Analysis: Stepwise fever over 10 days + relative bradycardia + rose spots + splenomegaly + leucopenia = enteric fever (typhoid fever; Salmonella typhi). First investigation: blood culture (sensitivity 60–80% in the first week — the single most important diagnostic test). Widal test is unreliable as a single titre in endemic areas. Start IV ceftriaxone 2g once daily (first-line in India given high nalidixic acid resistance and intermediate ciprofloxacin sensitivity; azithromycin oral is an alternative for uncomplicated enteric fever).

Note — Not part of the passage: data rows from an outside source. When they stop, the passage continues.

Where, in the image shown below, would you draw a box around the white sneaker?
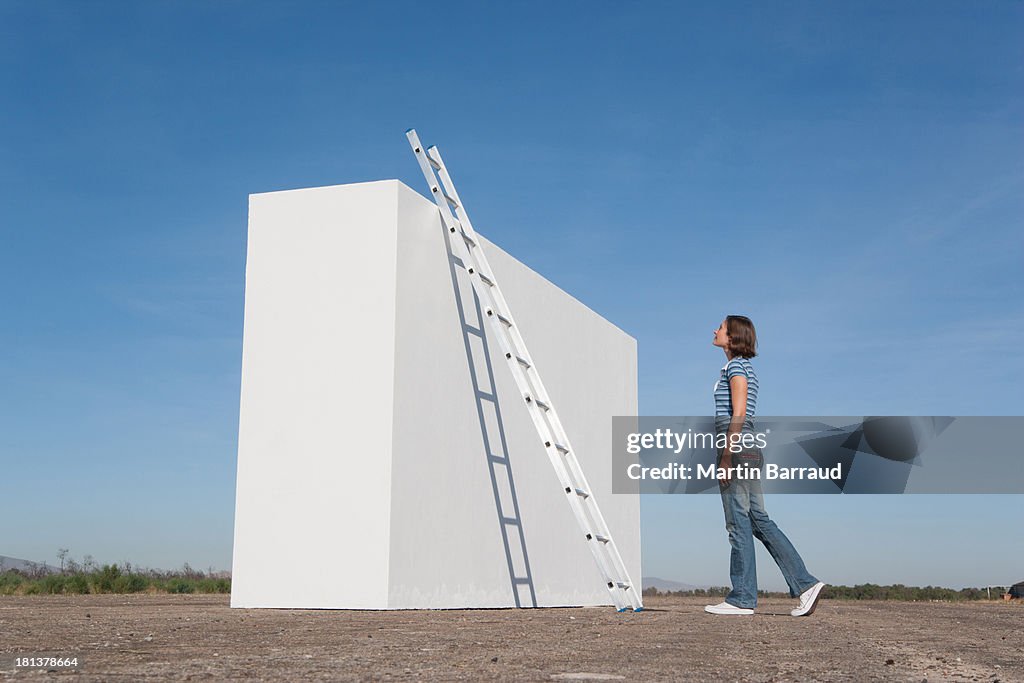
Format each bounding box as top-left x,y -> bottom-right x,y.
705,602 -> 754,614
790,581 -> 825,616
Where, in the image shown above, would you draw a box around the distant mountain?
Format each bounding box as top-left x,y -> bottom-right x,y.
642,577 -> 708,591
0,555 -> 60,573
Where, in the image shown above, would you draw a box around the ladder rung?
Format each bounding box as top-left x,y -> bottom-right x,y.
441,185 -> 459,209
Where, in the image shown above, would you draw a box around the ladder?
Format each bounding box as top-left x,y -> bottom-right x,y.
406,128 -> 643,611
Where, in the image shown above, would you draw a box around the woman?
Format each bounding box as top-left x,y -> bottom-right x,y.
705,315 -> 825,616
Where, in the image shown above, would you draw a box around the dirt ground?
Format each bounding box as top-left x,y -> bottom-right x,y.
0,595 -> 1024,683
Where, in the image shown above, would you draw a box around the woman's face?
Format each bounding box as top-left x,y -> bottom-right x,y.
712,321 -> 729,348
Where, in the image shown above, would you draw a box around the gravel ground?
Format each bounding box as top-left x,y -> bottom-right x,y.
0,595 -> 1024,683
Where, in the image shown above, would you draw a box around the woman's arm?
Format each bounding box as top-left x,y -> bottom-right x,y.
729,375 -> 746,444
719,375 -> 746,485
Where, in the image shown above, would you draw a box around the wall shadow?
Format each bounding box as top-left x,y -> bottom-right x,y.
441,224 -> 537,607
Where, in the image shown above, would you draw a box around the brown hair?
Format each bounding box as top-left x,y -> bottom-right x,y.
725,315 -> 758,358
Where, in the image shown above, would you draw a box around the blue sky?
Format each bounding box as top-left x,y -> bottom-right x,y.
0,0 -> 1024,588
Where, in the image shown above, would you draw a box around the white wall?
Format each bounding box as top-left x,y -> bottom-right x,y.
231,181 -> 397,607
232,181 -> 641,608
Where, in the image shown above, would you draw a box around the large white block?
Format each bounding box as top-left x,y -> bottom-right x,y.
231,180 -> 641,609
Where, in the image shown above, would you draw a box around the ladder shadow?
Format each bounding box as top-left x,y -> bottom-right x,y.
440,222 -> 537,607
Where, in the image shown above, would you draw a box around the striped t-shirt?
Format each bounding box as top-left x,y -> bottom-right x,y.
715,356 -> 758,431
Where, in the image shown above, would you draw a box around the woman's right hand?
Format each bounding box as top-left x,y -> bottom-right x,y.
718,449 -> 732,488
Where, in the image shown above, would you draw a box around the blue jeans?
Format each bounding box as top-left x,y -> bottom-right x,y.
722,478 -> 818,609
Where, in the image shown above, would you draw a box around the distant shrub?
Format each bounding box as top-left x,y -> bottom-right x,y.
113,573 -> 150,593
36,573 -> 68,595
65,573 -> 89,595
164,577 -> 196,593
0,571 -> 25,595
196,579 -> 231,593
92,564 -> 121,593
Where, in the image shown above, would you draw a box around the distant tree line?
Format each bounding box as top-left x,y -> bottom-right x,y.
0,548 -> 231,595
643,584 -> 1007,601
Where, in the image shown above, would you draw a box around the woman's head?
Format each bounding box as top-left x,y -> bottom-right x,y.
712,315 -> 758,358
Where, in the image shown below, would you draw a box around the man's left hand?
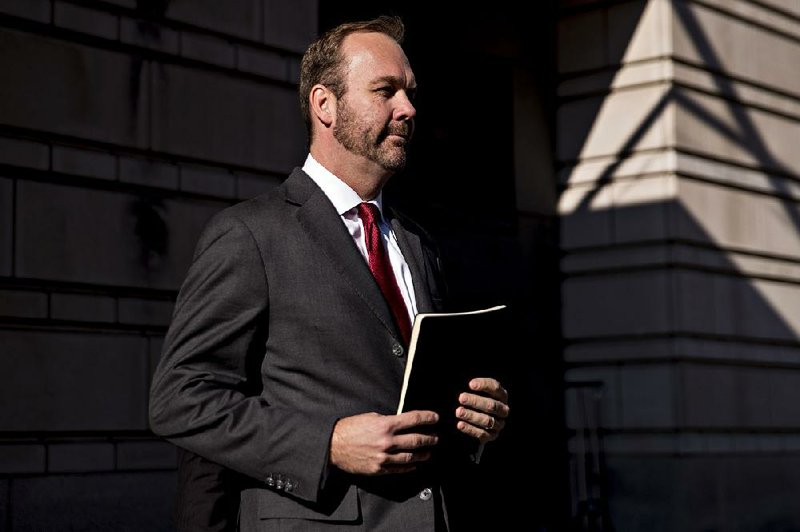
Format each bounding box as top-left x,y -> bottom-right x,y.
456,377 -> 509,442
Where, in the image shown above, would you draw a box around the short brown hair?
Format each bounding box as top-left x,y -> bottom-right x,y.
299,15 -> 405,137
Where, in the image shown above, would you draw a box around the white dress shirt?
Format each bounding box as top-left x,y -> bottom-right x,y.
303,153 -> 417,323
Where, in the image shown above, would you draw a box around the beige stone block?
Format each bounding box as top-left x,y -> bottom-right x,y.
557,86 -> 673,161
608,0 -> 672,64
611,174 -> 677,244
676,153 -> 800,200
0,29 -> 149,148
556,58 -> 677,97
675,89 -> 800,176
673,2 -> 800,94
671,62 -> 800,121
762,0 -> 800,16
558,150 -> 677,185
674,179 -> 800,257
743,279 -> 800,341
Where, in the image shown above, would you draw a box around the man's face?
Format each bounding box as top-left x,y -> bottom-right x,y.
333,33 -> 416,172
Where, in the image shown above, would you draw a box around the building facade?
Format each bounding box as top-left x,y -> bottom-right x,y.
0,0 -> 800,532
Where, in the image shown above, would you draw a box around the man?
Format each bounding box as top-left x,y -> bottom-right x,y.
150,17 -> 509,531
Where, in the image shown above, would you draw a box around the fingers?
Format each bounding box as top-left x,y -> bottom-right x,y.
394,410 -> 439,431
456,378 -> 510,442
456,406 -> 506,441
458,392 -> 510,419
469,377 -> 508,403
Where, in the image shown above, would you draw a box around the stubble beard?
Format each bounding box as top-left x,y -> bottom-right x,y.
333,95 -> 411,172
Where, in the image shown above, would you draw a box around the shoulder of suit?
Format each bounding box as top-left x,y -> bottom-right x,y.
389,207 -> 436,247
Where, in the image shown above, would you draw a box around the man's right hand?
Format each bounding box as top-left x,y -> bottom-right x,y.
330,410 -> 439,475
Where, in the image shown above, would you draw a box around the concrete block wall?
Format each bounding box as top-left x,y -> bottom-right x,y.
0,0 -> 317,531
557,0 -> 800,531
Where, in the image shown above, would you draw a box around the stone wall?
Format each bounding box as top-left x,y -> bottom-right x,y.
558,0 -> 800,531
0,0 -> 317,531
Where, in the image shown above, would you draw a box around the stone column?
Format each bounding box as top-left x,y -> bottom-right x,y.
557,0 -> 800,532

Vignette 3: A 45-year-old man known to be HIV-positive (CD4 count 42 cells/µL, not on ART) presents with 3 weeks of progressive headache and one episode of vomiting. He has mild photophobia but no neck stiffness on examination. CT head shows no mass lesion or raised ICP. India ink preparation of CSF: encapsulated yeasts present. CrAg positive. What is the diagnosis? What is the induction treatment?

Analysis: HIV + CD4 <100 cells/µL + chronic headache + India ink encapsulated yeasts = cryptococcal meningitis. Induction treatment (2 weeks): IV amphotericin B (0.7–1.0 mg/kg/day, liposomal formulation preferred) + oral flucytosine (25 mg/kg four times daily). Consolidation (8 weeks): oral fluconazole 400 mg/day. Maintenance (lifelong until CD4 >200): oral fluconazole 200 mg/day. Commence ART after 5 weeks of antifungal treatment (not immediately — immune reconstitution inflammatory syndrome — IRIS — risk).